Я моргала, не в силах в это поверить. Он что, теперь трахает Энджел? Прошло всего несколько недель. Я что, что-то пропустила?
– Энджел, я не знаю, что ты подумала…
– Пока, сучка, – сказала Энджел, захлопывая дверь перед моим носом.
При том что я не слишком преуспела в попытках пообщаться с Рыцарем – ни в школе, ни где-то еще, – Энджел внезапно стала проявлять дикую активность в отношении меня. Вместе со своими друзьями-гопниками. Она и еще кучка других мерзавок в вислых джинсах и больших серьгах кольцами начали поджидать меня возле шкафчика по утрам и на переменах. Они окружали меня в коридоре и делали вид, что хотят начать драку. Энджел говорила что-то милое типа: «Рыцарь сказал мне, что ты и сосать-то толком не умеешь», а ее подружки поддакивали: «А Энджел, может, беременна».

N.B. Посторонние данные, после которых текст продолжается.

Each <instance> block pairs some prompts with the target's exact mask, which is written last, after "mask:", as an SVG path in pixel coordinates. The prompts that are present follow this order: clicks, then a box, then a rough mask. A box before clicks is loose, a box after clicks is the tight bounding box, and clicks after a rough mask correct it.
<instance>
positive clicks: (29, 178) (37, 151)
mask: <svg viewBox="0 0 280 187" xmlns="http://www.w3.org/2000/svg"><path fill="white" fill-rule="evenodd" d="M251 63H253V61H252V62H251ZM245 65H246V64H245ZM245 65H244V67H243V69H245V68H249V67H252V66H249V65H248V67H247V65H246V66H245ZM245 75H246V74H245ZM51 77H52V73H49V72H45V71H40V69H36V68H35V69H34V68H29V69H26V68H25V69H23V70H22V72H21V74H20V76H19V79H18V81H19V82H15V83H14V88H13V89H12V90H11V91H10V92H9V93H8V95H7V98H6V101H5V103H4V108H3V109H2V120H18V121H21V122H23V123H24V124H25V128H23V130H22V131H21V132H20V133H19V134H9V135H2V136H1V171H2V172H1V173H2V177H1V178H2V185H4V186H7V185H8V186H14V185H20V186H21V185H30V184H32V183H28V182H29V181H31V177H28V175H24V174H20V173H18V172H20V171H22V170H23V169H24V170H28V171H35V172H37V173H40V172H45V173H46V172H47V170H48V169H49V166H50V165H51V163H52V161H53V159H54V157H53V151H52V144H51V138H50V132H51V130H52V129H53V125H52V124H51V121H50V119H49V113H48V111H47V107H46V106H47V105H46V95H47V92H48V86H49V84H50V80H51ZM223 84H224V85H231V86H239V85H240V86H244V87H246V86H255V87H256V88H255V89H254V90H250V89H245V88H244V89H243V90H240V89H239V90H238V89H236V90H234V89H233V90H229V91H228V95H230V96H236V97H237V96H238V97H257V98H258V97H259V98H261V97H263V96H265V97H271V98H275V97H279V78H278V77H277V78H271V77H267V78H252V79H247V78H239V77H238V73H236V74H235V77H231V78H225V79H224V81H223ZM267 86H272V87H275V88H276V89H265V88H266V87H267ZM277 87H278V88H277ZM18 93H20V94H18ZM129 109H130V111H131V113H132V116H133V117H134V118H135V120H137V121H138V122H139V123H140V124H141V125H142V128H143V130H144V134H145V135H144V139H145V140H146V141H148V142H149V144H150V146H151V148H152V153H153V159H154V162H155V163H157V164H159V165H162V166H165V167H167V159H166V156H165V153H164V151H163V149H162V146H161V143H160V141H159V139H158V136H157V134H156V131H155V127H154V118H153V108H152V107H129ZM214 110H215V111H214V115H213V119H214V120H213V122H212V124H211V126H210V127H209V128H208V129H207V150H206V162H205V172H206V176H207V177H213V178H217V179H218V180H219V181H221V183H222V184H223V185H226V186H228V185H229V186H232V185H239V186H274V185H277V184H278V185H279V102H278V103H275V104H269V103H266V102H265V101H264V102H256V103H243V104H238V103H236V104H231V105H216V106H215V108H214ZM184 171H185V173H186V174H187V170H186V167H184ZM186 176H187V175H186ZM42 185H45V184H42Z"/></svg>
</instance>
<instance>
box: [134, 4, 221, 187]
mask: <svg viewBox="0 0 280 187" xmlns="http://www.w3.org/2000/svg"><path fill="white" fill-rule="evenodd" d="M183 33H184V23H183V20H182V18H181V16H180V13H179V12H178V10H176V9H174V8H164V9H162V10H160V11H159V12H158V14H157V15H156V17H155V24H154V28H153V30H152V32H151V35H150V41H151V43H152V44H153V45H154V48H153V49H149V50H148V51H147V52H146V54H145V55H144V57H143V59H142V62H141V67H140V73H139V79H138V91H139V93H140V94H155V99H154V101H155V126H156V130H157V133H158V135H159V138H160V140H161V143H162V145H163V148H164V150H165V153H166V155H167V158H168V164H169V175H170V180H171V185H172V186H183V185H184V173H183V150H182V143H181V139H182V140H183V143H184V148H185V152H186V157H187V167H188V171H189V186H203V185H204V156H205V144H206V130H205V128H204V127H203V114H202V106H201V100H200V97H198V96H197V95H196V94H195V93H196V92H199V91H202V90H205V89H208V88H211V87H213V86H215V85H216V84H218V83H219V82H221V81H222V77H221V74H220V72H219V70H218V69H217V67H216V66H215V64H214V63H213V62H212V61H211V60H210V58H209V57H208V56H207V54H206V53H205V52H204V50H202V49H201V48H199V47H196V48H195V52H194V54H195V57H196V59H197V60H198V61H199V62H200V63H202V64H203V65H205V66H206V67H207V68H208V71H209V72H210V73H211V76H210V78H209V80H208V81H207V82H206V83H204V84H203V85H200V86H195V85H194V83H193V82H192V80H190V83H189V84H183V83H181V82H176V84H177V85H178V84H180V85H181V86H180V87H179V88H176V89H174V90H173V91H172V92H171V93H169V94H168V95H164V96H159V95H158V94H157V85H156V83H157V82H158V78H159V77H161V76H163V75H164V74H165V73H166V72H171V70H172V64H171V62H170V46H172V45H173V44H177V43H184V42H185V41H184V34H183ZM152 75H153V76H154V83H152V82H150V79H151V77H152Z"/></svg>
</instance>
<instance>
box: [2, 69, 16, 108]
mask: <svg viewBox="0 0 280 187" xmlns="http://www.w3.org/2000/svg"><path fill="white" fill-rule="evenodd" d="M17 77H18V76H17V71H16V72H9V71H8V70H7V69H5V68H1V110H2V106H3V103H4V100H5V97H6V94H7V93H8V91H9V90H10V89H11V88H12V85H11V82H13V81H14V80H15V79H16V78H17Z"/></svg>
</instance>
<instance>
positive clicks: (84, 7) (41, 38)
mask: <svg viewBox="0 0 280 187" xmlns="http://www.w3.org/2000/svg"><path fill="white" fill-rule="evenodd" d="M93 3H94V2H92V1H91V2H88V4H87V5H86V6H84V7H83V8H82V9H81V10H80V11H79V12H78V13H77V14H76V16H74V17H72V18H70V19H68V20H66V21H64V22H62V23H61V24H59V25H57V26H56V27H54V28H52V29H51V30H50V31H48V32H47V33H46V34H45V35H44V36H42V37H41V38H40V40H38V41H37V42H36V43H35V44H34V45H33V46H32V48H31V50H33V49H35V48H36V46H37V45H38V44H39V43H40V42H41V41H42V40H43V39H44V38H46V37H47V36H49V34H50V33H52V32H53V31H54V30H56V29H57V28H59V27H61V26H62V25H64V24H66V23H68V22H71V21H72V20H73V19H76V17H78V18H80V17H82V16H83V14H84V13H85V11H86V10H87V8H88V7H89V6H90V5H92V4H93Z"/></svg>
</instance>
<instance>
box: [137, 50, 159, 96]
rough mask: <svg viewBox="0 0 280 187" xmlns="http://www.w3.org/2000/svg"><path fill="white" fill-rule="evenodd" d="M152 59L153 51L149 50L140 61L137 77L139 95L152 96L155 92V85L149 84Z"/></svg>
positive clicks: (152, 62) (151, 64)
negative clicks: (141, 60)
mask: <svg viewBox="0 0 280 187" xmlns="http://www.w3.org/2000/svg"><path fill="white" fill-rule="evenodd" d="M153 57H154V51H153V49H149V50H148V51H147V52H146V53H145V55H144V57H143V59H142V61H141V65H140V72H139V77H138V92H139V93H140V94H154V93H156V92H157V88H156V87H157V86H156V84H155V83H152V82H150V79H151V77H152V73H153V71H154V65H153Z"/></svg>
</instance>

Я чувствовала себя преданной. Загнанной. Мне было страшно, одиноко, у меня было разбито сердце, и я была на грани суицида, я не понимала, что происходит. Это девка, которая только что говорила, что ее брат с друзьями надерут Рыцарю задницу, если он будет ко мне приставать. Это девка,
Это все не имело никакого смысла. Правда, мой мозг тоже не мог работать как следует, ведь он неделями питался только страхом и горем. Ни еды. Ни сна. Ни обучения. Вся эта роскошь осталась в прошлом.
Все, что у меня осталось, – Август, редкие встречи или разговоры по телефону с Джульет, блекнущие воспоминания об отношениях, которые, возможно, существовали только у меня в голове, да выцветающая татуировка на внутренней стороне безымянного пальца.